Sein Talent: Er tut, was er liebt
Einst waren es drei Leute, jetzt sind es 220 Festangestellte und 350 Freelancer. Der Weg, den André Richner als Unternehmer zurückgelegt hat, ist erfolgreich. Dass alle Leute ein Talent haben, davon ist er überzeugt. «Aber ich kokettiere nicht. Mein Talent ist nicht besonders gross. Aber ich liebe, was ich tue.» Ohne Freude und Herzblut werde es schwierig. Ohne Leidenschaft, die ihn viele Gedanken an sein Unternehmen verlieren lässt. Ohne Überzeugung, die ihn eingeschlagene Wege weitergehen lässt, konsequent. Und ohne Bereitschaft, einen Gedanken mehr zu investieren, eben die Zusatzmeile zu gehen.
Er wünscht den jungen Berufsleuten, dass sie genau das finden, etwas, das sie erfüllt, wofür sie brennen und wofür sie mit Überzeugung auftreten. «Das muss nicht heissen, dass alle Unternehmer werden. Die Wege sind ganz unterschiedlich, aber sie sollten Spass und Freude machen», ist Richner überzeugt. Auf seinem Weg stelle er sich immer wieder die Frage, was ihn einzigartig mache. «Tun Sie das auch, es tut gut, zu reflektieren und sich selber ins Zentrum zu stellen.»
Zurückschauen, um Weg zu erkennen
Beste Wünsche für die Zukunft überbringt auch Urs Beyeler, Präsident des Gewerbevereins Muri und Umgebung. Des Vereins also, dessen Mitglieder aktuell rund 250 Lernende ausbilden und dem die Stärkung der Berufslehre enorm wichtig ist. «Auf dem Weg des Lebens sind Sie nun einen grossen Schritt weiter.» Die Schule, die Berufswahl, die Schnupperlehre, Bewerbungen, Absagen, Druck – dies alles sei bestimmt schon weit weg. «Trotzdem, es macht Sinn, auch mal zurückzuschauen, um zu sehen, was man alles geleistet hat.» Sich in einem Team eingliedern, Leistungen erbringen, mit dem ersten Lohn umgehen. «Sie haben sich während der Lehre alle enorm entwickelt. Mit Ihrem Wissen, Ihrem Können sind Sie nun bereit, die Welt zu erobern. Die Lehre als Fundament für die Zukunft ist gelegt.»
Ähnliche Worte wählte auch Urs Widmer, Geschäftsleiter des Aargauischen Gewerbeverbands.
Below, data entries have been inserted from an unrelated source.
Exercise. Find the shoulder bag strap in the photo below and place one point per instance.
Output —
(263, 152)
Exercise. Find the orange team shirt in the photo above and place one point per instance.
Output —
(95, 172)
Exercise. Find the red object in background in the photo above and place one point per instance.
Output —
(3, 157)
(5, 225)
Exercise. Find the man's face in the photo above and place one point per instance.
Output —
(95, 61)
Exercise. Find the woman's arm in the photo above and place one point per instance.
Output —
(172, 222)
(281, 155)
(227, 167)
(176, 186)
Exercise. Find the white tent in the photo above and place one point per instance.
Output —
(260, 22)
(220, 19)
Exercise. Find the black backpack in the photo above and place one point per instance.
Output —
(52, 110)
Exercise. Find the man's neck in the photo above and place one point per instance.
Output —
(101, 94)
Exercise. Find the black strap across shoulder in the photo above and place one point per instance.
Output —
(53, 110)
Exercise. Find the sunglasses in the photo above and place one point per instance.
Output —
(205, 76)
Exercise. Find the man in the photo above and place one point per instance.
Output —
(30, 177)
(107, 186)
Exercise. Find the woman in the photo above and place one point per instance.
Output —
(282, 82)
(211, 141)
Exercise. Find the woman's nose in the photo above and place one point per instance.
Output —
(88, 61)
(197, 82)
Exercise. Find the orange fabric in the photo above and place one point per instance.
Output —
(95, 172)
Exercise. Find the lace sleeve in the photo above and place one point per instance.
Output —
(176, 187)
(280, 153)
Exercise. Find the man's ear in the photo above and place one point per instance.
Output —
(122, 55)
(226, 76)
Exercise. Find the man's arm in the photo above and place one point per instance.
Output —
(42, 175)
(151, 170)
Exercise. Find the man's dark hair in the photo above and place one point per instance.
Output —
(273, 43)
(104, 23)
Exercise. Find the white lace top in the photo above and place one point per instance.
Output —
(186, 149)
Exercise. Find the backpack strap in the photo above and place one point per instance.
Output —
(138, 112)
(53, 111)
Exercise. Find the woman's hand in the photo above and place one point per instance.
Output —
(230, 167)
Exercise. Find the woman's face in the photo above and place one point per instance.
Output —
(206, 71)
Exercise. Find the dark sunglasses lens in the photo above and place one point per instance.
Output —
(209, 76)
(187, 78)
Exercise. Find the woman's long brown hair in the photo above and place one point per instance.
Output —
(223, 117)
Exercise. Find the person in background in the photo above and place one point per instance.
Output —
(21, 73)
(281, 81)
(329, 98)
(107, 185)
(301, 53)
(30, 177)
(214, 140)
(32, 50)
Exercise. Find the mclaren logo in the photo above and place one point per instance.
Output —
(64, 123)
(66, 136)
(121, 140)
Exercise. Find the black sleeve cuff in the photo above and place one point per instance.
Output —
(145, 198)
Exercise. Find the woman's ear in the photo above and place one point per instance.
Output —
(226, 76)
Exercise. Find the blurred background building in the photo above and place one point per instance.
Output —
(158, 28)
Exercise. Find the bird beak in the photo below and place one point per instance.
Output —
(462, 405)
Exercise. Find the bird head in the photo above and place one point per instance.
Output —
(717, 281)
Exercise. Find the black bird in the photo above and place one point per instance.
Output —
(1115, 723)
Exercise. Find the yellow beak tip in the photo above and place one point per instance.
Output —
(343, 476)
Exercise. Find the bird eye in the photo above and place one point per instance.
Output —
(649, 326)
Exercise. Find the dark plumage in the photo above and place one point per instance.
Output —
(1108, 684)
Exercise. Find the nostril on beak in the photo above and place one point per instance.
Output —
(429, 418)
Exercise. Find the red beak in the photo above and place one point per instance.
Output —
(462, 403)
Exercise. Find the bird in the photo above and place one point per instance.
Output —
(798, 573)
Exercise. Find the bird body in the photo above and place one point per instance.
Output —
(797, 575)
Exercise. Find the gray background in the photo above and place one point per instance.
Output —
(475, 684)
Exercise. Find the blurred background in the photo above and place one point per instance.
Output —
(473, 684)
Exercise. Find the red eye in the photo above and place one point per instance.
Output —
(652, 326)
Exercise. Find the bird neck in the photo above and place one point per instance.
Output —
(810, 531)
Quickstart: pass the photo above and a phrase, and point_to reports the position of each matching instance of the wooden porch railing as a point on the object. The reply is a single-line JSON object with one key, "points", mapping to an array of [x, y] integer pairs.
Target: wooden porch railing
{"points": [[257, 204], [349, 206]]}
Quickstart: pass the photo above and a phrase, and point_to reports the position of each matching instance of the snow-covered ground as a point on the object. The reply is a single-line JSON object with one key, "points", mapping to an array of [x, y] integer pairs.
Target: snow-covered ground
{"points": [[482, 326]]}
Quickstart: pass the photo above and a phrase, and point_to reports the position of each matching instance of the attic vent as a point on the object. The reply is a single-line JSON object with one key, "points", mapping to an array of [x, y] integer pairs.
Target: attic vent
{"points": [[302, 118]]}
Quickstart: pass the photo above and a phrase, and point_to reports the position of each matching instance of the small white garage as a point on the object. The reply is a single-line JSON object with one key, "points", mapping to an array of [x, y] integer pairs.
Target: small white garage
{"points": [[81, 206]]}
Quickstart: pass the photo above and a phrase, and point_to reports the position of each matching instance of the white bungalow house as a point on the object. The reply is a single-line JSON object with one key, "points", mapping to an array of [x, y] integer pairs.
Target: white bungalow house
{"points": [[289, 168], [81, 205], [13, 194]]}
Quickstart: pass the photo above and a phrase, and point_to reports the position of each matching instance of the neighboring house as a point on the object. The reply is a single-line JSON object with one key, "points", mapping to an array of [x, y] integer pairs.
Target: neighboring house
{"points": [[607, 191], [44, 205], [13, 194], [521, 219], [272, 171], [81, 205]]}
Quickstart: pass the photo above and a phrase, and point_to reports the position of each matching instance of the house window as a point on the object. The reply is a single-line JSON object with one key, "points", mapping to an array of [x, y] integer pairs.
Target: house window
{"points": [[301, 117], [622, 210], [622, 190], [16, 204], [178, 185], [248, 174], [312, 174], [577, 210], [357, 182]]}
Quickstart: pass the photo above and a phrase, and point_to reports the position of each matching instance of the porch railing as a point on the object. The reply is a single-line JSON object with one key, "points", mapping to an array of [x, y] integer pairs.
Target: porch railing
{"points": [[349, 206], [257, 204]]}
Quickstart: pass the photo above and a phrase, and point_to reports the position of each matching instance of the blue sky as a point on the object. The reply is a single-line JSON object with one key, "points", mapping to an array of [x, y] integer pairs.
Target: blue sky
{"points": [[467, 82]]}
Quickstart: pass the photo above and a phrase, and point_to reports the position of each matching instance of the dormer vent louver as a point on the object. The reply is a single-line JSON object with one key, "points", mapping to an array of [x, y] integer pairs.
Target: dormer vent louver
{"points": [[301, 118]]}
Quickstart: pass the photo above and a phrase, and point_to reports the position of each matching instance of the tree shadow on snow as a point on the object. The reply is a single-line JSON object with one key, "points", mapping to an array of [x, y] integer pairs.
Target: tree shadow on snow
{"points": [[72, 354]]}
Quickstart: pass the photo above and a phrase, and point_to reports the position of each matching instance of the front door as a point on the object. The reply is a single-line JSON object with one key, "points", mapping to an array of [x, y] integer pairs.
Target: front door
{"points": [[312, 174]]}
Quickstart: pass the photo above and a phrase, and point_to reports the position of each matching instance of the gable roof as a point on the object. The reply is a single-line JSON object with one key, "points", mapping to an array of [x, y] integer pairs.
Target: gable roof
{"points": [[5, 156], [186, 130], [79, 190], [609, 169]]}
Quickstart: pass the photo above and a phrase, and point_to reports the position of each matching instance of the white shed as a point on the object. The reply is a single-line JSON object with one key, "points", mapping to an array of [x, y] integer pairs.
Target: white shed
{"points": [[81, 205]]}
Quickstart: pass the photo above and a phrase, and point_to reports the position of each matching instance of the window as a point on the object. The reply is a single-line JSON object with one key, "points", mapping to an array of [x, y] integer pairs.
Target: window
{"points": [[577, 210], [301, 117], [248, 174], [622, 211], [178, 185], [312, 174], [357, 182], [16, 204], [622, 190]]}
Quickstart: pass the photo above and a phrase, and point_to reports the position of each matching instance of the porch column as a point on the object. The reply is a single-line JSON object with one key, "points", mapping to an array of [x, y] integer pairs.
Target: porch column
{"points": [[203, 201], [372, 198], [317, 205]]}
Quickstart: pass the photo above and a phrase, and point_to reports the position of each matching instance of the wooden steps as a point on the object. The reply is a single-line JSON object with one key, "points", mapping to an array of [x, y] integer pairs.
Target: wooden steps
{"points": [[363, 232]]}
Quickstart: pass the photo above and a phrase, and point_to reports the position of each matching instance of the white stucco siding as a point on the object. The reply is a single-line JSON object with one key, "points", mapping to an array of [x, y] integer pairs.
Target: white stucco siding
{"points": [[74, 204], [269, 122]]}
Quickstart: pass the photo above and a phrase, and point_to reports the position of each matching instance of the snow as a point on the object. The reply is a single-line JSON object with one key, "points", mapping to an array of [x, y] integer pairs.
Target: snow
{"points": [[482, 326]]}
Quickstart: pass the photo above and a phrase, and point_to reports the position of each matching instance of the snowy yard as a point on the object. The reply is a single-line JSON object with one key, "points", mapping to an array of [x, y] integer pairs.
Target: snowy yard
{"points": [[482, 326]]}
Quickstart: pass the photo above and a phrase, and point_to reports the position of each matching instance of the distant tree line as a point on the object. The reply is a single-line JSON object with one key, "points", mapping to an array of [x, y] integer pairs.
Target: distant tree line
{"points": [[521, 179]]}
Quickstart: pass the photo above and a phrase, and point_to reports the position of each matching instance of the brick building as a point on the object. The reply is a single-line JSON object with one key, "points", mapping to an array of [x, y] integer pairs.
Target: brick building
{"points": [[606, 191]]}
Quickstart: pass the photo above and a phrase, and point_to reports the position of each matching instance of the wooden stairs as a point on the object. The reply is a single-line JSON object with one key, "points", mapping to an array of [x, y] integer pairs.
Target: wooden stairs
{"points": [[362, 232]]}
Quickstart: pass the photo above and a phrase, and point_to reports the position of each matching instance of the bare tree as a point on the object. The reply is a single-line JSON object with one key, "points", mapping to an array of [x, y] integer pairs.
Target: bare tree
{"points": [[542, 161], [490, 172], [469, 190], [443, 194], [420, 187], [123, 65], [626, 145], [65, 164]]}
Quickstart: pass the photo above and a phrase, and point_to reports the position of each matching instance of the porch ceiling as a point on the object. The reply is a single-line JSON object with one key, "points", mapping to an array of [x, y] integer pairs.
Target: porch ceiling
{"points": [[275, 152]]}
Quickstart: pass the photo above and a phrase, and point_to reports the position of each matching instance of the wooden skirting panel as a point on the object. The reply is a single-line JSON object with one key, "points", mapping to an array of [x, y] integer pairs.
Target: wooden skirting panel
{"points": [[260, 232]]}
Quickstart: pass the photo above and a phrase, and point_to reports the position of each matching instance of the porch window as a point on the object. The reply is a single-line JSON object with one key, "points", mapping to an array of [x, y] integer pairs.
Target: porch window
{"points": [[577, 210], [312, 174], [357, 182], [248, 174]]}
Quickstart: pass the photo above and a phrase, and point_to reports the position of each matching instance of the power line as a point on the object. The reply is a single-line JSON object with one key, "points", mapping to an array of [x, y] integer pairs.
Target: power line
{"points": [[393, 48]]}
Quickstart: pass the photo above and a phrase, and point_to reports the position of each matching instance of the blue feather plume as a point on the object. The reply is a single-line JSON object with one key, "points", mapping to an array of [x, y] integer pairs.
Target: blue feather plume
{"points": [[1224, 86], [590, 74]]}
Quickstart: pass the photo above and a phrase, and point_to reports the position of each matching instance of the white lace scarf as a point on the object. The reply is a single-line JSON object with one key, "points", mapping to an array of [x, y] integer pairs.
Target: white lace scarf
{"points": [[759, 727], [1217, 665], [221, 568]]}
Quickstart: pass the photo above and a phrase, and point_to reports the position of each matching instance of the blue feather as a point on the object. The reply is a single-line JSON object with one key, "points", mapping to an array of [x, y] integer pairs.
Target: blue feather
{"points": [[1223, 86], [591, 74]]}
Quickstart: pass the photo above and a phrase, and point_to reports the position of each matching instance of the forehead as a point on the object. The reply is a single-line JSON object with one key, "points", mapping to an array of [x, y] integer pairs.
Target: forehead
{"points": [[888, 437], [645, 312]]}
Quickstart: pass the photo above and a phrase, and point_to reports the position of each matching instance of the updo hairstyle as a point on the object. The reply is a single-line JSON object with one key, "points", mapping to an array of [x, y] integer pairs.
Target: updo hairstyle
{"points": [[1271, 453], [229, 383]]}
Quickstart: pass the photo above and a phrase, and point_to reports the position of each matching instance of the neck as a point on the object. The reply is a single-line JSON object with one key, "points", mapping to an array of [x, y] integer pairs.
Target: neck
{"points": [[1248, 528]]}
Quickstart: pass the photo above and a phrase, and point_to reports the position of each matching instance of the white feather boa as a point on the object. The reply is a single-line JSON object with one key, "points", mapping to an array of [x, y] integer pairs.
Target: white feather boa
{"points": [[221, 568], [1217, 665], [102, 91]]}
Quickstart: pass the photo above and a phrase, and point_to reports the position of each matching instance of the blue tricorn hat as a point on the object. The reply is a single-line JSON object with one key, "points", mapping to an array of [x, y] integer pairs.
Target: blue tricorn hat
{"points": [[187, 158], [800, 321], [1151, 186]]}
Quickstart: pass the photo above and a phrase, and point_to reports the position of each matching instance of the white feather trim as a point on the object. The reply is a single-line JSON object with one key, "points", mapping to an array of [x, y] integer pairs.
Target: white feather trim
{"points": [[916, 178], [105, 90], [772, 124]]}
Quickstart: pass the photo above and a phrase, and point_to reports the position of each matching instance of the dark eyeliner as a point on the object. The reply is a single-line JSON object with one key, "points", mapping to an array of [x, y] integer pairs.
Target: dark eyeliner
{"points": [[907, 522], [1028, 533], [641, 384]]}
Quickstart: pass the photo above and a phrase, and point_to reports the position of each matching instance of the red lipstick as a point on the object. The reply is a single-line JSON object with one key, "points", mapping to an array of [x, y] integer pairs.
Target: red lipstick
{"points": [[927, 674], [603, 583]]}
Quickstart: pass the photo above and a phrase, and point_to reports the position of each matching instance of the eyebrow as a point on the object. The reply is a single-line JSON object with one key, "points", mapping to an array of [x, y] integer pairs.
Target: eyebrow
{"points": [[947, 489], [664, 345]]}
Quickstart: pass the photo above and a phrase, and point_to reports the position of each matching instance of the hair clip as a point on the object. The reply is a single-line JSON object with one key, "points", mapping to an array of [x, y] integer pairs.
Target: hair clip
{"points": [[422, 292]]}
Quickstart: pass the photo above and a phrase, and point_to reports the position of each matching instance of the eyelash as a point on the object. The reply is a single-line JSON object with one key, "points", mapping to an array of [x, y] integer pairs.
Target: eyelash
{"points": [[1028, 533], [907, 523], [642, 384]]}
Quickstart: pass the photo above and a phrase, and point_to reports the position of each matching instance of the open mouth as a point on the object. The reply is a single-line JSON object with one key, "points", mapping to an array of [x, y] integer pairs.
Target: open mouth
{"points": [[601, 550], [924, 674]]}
Für ihn ist klar, dass der duale Bildungsweg der Königsweg ist. «Darum beneidet man uns im Ausland. Das gute Abschneiden vieler Schweizer Lernender an internationalen Wettbewerben zeigt, dass wir mit diesem System an vorderster Front dabei sind.» Er lobte die jungen Berufsleute für deren Engagement, Interesse und Verantwortung. Die Betriebe für ihre Bereitschaft, in die Zukunft zu investieren. Und die Eltern dafür, dass sie ihre Kinder auf dem Weg der Lehre begleiten. Weniger Lob gabs für die Politiker. Stattdessen forderte Widmer: «Schafft endlich Rahmenbedingungen dafür, dass die Berufslehre attraktiv bleibt. Denn die Wirtschaft ist auf erfolgreichen Berufsnachwuchs angewiesen.»